Kortej; evet... Okçuların yürüyüşü... Öyle bir görüntü ki aga; sanki Kavimler Göçü esnasında dinlenip yuğ yapmak için (Sencer Aydın'ın vefatı nedeniyle düzenlenen bir etkinlikti) Yeşilırmak kenarını seçmişiz gibi. Alplar, hatunlar, yeniçeriler, sipahiler, Kara Murat... (Evet, Kara Murat... Bizans kalesine casusluğa gidiyor herif; en azından ben olsam kostüme o arka planı yazardım. Ama kendisine göre "Akıncı" imiş, enteresan) Neyse; Tungalar, beyler, şahlar, dervişler...

Tunga dediğim, başında kurt olan iki adam vardı; onlar. (Bildiğin kurttan kapüşon yapmışlar)

Okçuluk sırasında bu Tunga'lardan biri ile bir başka kişi, börk ve benzeri şeyler satıyorlardı. Kurt 750, tilki 500 TL idi. (Tilkiye 200 dese alırdım; ama o fiyata rağmen alıcı bulmayı başardı... Gerçi benim de çok içimde kalmıştı; ama neyse; konumuz o değil)

Başka, başka... Hah! Çerkes erleri de vardı.

Bu arada bayağı bir saat kortejin başlamasını bekledik.

Kral Kaya mezarları vardı; kayayı oyup mezar yapmışlar. Yalnız bayağı fakir bir kralmış herhalde ki, hiç işleme, süsleme vs. yoktu. Belki de bir zamanlar vardı da çaldılar; bilemiyorum. Neyse; ama orada, uzun zamandır görmek istediğim ama orada karşılaşmayı hiç mi hiç ummadığım bir türle karşılaştım: Dikenli keler (Laudakio stellio)

Dikenli keler; Türkiye'de yaşayan üç-dört büyük kertenkele türünden biridir ama cüssesine rağmen zararsızdır. Doğu ve Orta Avrupa'dan Orta Asya'ya dek pek çok yere yayılmıştır; e, haliyle Türkiye'nin de neredeyse her yerinde bulunur. Bu arada, bu tür, Avrupa ve Amerika'da teraryumlarda beslenen bir türdür.

Kral kaya mezarları:
Ve işte o arkadaş:
Ya şunun tipe bak ya, ne sevimli... Psikopat herif... (Herif dedim ama şimdi baktım da; bu büyük ihtimal dişi; tabii emin olamam ama öyle bir izlenim uyandırdı)

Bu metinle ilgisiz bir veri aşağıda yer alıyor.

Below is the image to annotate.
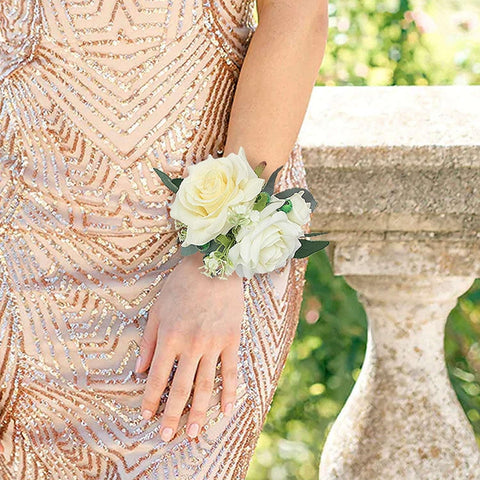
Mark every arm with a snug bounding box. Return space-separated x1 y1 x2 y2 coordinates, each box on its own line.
223 0 328 180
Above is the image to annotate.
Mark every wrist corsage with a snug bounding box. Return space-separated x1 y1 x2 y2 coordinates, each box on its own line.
154 147 329 279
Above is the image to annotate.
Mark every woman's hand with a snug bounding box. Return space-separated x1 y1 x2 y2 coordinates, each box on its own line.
136 252 244 441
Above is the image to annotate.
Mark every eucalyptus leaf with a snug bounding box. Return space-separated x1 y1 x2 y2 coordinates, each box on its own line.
253 160 267 177
153 167 178 193
275 187 318 212
293 238 330 258
253 192 270 212
215 234 230 247
181 245 200 257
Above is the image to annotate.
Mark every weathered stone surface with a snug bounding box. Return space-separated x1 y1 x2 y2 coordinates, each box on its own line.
299 86 480 480
320 275 480 480
299 86 480 235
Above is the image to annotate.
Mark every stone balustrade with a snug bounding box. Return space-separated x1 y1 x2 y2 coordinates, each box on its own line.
299 86 480 480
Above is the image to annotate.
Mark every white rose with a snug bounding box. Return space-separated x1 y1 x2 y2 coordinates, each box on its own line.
170 147 265 247
228 197 303 278
276 190 311 226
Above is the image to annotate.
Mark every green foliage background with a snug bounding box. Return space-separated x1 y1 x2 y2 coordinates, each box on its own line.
247 0 480 480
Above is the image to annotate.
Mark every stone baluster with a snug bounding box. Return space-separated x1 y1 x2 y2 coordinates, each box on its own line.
300 86 480 480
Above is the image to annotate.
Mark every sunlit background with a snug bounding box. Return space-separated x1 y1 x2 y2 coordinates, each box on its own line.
247 0 480 480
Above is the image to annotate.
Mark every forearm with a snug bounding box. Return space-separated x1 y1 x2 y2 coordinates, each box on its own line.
223 0 328 180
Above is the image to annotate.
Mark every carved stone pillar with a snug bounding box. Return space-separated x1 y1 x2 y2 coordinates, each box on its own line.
300 86 480 480
320 275 480 480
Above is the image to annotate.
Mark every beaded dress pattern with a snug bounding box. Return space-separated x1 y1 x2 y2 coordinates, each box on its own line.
0 0 310 480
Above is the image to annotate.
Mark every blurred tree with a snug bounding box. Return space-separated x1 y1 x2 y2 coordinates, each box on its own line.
247 0 480 480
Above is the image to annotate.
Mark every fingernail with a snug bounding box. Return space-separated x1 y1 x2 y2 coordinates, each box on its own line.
142 410 153 420
161 427 173 442
187 423 199 438
135 357 142 373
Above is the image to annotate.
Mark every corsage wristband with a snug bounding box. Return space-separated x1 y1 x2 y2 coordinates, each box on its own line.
154 147 329 279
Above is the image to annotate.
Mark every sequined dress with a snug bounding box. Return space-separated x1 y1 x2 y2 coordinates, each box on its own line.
0 0 309 480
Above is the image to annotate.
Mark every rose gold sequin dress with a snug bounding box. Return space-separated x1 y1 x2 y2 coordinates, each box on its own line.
0 0 310 480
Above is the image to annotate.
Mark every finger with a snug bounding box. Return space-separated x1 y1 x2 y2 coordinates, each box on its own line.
160 354 200 442
135 308 159 373
187 353 219 438
141 340 176 420
221 344 239 415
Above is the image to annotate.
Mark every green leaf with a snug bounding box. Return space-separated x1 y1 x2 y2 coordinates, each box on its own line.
262 165 283 195
253 192 270 211
293 238 330 258
275 187 318 212
153 167 178 193
181 245 199 257
253 160 267 177
171 177 185 188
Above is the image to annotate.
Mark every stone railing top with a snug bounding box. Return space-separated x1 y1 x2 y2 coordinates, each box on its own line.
299 85 480 166
299 86 480 274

Kortej başlamadan evvel, kortej esnasında ve bittikten sonra foto ve videolar:










































































Üstteki videolarda; tüm kortejin geçişini gösteren bir video da var; ama onu arayıp bulup ayırmaya üşendim, kim yapacak şimdi? (Ben?)

Zaten buradan videoları izleyemiyorum; bir dakika, yayınlayıp geliyorum...

Edit: Geldim; videoları zaten yüklemeyi becerememişim.

Yukarıda sadece fotoları bıraktım; videolar bu aşağıda; aralarından tüm korteji kapsayanı bulup sonraya koyacağım.



İşte o tüm korteji kapsayan video:


Amasya'dan başka görüntüler:








Haftasonuysa Karesi Atlı Okçuluk, yani -en azından şimdilik- bağlı olduğum okçuluk grubunun çiftliğine gittim. Ulan yurt var ya... Yurt dediğim çadır.




Atlı okçuların talimi vardı; ama o esnada üşümek ve izlemekle meşgul olduğum için, elimde atlara dair görüntü yok.